Security overview
5nPay is engineered so that security and privacy are properties of the architecture, not layers applied after the fact. This page describes our current controls in plain terms. Enterprise customers can request the full Security Questionnaire Response and supporting evidence pack.
Encryption
- TLS 1.2+ enforced end-to-end with HSTS + includeSubDomains.
- Database (Supabase Postgres) uses AES-256 disk encryption; backups encrypted at rest with KMS-managed keys.
- Secrets stored only in Vercel encrypted environment variables — never in the repository or logs.
Identity & access control
- Authentication via Clerk (Google SSO, magic link, email + password). Passwords hashed with bcrypt and never reach 5nPay servers.
- Multi-factor authentication available to all users; required on request for owner accounts on enterprise plans.
- Capability-based role model: Owner, Admin, Driver, Accountant. Enforced server-side and recorded in the audit log.
- SAML SSO and SCIM provisioning available for enterprise customers using Okta, Azure AD, or Google Workspace (contact sales).
- Session security: HttpOnly + Secure + SameSite=Lax cookies; server-side session fingerprinting.
Application security
- Rate limiting on all authenticated and public API endpoints with named policy tiers.
- Webhook signature verification (HMAC-SHA256) with idempotency tables for Stripe and GoCardless.
- On-device OCR for PCN scanning — user document imagery is processed locally in WebAssembly before any field-level data is transmitted, minimising personal data 5nPay ever holds.
- Content Security Policy, X-Frame-Options DENY, Referrer-Policy strict-origin-when-cross-origin.
Data protection
- Primary data residency: EU (Frankfurt) via Supabase. See Data Residency section below.

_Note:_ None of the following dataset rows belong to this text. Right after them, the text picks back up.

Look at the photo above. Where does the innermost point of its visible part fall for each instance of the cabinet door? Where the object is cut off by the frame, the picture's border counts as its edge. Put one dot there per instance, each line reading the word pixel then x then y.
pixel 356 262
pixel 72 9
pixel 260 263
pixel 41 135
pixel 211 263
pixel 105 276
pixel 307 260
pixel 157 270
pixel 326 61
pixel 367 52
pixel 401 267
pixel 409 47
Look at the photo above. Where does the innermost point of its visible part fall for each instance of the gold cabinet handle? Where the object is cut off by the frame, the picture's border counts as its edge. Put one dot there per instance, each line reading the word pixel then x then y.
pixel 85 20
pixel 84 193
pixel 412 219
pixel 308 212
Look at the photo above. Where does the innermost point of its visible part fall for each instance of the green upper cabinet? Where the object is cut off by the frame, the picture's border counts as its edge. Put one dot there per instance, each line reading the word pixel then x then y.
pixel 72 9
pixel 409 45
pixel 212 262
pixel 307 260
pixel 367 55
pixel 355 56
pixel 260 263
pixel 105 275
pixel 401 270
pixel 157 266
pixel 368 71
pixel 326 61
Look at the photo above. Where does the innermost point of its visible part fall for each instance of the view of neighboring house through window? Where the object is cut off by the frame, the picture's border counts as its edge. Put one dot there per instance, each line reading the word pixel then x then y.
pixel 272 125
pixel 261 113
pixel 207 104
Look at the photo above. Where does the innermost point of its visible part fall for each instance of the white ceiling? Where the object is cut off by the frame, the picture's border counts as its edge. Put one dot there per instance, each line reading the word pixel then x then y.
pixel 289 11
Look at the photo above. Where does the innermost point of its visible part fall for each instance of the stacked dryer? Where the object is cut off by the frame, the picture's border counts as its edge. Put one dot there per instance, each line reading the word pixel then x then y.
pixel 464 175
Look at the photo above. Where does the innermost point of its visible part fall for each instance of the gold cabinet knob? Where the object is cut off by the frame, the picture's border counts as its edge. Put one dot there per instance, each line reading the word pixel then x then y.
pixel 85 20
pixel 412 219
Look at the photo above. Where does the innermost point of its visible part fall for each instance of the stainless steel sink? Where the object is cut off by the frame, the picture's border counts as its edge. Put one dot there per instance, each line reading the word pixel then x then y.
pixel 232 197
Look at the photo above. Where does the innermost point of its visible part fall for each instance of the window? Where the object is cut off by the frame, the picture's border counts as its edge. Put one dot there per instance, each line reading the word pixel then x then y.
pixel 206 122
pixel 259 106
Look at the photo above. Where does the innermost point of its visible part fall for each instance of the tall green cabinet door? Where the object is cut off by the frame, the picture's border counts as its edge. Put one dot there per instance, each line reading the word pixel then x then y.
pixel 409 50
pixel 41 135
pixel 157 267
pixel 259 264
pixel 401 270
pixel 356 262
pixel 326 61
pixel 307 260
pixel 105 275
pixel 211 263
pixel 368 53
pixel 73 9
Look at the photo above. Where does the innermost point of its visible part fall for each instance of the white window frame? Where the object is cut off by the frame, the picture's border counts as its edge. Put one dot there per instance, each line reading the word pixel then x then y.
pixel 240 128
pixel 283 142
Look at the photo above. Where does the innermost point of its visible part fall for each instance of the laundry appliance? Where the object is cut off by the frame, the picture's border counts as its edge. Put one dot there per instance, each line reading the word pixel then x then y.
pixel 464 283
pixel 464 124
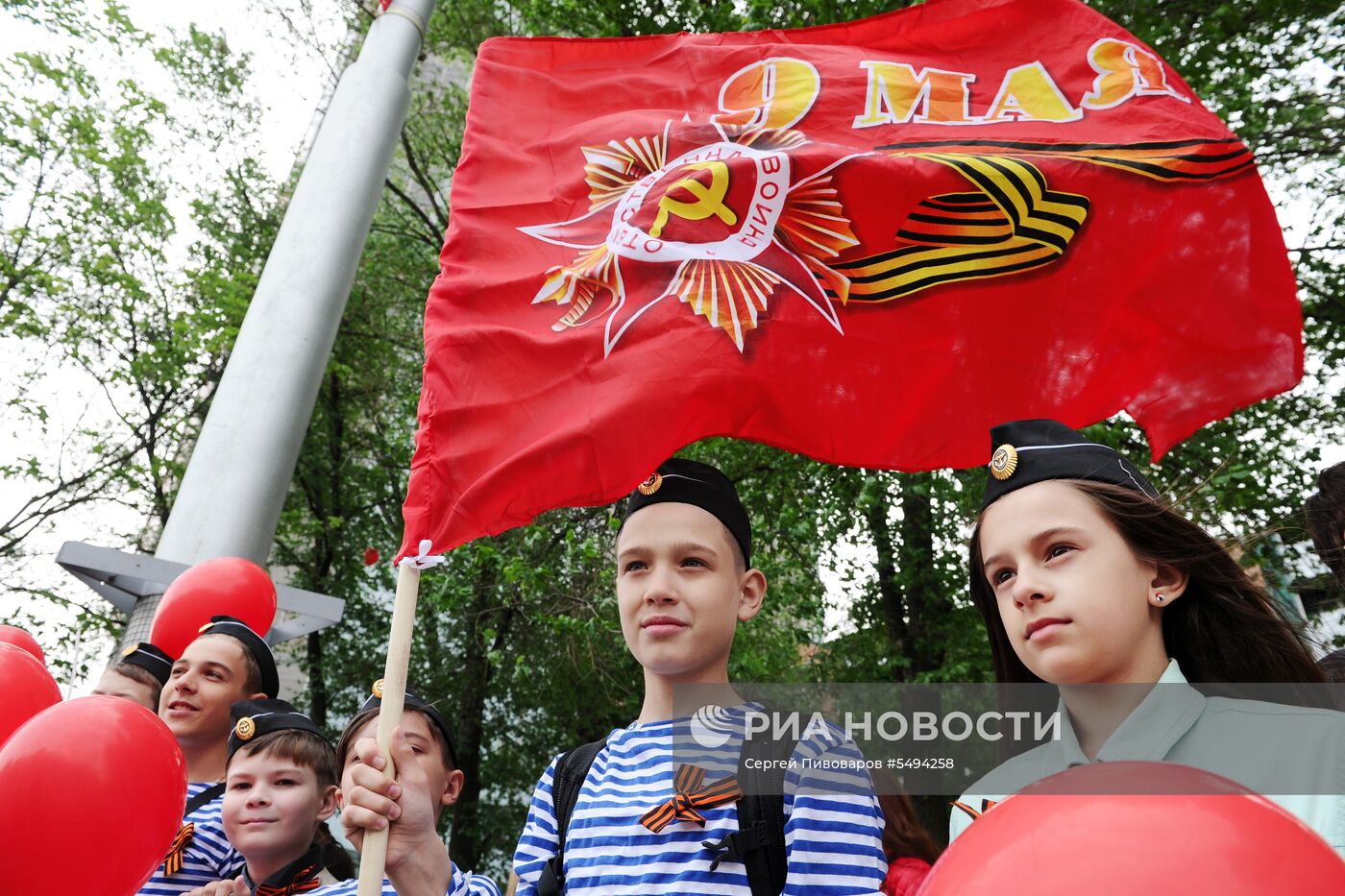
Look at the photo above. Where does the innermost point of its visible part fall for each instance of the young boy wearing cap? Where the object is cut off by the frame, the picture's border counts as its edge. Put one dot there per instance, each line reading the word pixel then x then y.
pixel 636 819
pixel 138 675
pixel 279 791
pixel 226 664
pixel 427 781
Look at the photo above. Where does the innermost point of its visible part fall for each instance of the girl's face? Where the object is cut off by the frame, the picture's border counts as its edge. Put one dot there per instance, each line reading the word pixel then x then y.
pixel 1076 603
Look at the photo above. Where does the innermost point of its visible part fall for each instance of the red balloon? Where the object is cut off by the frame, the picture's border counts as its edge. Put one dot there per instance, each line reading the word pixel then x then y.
pixel 27 688
pixel 1088 832
pixel 91 794
pixel 19 638
pixel 222 587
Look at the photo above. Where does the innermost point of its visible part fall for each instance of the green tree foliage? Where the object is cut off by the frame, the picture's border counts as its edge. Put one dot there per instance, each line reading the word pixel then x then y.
pixel 124 275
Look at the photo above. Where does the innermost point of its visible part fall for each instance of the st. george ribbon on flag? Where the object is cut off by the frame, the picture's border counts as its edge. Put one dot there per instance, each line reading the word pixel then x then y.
pixel 865 242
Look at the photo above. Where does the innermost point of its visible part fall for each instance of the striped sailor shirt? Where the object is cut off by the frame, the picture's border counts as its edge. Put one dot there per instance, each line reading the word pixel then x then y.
pixel 833 822
pixel 461 884
pixel 208 858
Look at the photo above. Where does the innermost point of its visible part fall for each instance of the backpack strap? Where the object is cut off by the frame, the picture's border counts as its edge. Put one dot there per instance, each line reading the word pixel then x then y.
pixel 759 842
pixel 202 798
pixel 567 781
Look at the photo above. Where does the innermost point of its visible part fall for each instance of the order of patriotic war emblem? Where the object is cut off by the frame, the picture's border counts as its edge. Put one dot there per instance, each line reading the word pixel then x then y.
pixel 713 215
pixel 732 215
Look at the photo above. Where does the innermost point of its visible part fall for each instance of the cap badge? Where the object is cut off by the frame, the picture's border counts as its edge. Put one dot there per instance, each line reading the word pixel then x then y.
pixel 1004 462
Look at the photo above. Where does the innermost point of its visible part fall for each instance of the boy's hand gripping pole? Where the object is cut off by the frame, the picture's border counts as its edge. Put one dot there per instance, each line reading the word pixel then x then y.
pixel 373 855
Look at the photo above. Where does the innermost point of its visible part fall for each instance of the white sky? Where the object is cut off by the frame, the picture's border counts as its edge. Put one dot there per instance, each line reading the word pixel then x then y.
pixel 289 81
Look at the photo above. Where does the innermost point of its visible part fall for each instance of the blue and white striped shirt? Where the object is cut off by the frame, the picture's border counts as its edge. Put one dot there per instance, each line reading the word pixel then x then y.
pixel 208 856
pixel 833 832
pixel 461 884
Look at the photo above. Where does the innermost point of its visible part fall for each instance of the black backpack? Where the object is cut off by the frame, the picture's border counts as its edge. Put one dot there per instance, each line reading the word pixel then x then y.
pixel 759 842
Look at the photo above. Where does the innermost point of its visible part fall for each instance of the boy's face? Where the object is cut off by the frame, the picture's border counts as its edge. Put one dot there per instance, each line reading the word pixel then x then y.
pixel 444 786
pixel 117 685
pixel 272 808
pixel 681 591
pixel 205 682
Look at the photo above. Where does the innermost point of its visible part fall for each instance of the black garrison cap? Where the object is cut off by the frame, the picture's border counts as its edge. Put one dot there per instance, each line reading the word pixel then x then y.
pixel 257 717
pixel 690 482
pixel 1032 451
pixel 150 658
pixel 420 704
pixel 253 643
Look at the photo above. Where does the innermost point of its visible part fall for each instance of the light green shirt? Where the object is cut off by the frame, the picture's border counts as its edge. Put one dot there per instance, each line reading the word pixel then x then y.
pixel 1264 747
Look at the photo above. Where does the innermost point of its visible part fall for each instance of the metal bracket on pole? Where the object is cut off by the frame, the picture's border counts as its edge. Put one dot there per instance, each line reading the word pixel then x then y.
pixel 124 579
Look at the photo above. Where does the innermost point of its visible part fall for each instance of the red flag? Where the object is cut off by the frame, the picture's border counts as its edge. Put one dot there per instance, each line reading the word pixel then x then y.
pixel 867 242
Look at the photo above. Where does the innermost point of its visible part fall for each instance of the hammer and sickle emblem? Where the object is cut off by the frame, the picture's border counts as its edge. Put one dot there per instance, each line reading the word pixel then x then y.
pixel 709 200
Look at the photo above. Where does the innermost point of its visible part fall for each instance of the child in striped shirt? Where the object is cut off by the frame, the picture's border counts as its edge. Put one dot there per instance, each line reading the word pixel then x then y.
pixel 228 662
pixel 641 822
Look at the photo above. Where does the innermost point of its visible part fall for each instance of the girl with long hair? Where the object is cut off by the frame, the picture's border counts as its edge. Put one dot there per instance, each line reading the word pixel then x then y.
pixel 1085 576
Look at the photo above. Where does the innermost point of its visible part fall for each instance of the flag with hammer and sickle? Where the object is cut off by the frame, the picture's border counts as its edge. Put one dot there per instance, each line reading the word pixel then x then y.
pixel 865 242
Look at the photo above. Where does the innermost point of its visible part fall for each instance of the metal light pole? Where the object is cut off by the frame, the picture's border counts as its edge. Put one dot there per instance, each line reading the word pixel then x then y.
pixel 235 482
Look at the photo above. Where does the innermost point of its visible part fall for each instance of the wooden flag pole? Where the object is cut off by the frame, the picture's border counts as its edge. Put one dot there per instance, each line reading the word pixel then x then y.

- Multi-tenant isolation enforced by Postgres Row-Level Security and application-level enterprise scoping.
- GDPR export (Article 15) and erasure (Article 17) available self-service to every user.
- Records of Processing Activities maintained for controller and processor roles.
Vulnerability management
- GitHub Dependabot on every repository — critical and high advisories triaged within 24 hours.
- Weekly npm audit + Sentry-based runtime security signal.
- Quarterly secret rotation calendar; immediate rotation on any suspected exposure.
- Pen-testing by an external CREST-accredited firm scheduled for Q1 2027.
Monitoring & incident response
- Sentry error tracking with PII scrubbing; alerts routed to a single on-call rotation.
- Vercel + Supabase platform monitoring feed the same alert channel.
- Incident response runbook exercised twice yearly. ICO-notifiable breaches reported within the 72-hour statutory window under UK GDPR Article 33.
- Public status page at /status with historical incident log.
Backup & disaster recovery
- Automated encrypted daily database backups.
- Point-in-time recovery (Supabase PITR) with a 7-day window.
- Encrypted off-region S3 backup with integrity verification.
- Restore drills run quarterly; documented restore-time objective under 4 hours.
Sub-processors
Personal data processed by 5nPay may be handled by these sub-processors. Material changes are notified to enterprise customers with a 30-day objection window.
| Provider | Purpose | Region | Certifications |
|---|---|---|---|
| Vercel | Web hosting, CDN, serverless compute | EU / US | SOC 2 Type II, ISO 27001 |
| Supabase | Database, storage, auth backend | EU (Frankfurt) | SOC 2 Type II |
| Clerk | User authentication | US (EU option on enterprise) | SOC 2 Type II |
| GoCardless | Direct Debit payment processing | UK / EU | FCA-regulated, ISO 27001 |
| Stripe | Card + BNPL payment processing | UK / EU / US | PCI DSS Level 1, SOC 2 |
| Sentry | Error monitoring | EU | SOC 2 Type II, ISO 27001 |
| Resend | Transactional email | EU / US | SOC 2 in progress |
| AWS | OCR support microservice + backups | EU (Ireland) | SOC 2, ISO 27001, PCI DSS |
Certifications & compliance
UK GDPR / Data Protection Act 2018
WCAG 2.1 Level AA
Cyber Essentials Plus
ISO 27001
SOC 2 Type I
Reporting a vulnerability
Security researchers: please email security@5npay.co.uk with reproduction steps. We acknowledge within one working day and aim to remediate confirmed high-severity issues within 30 days. Coordinated disclosure is welcomed; we do not currently offer a bug bounty but will credit researchers on their request.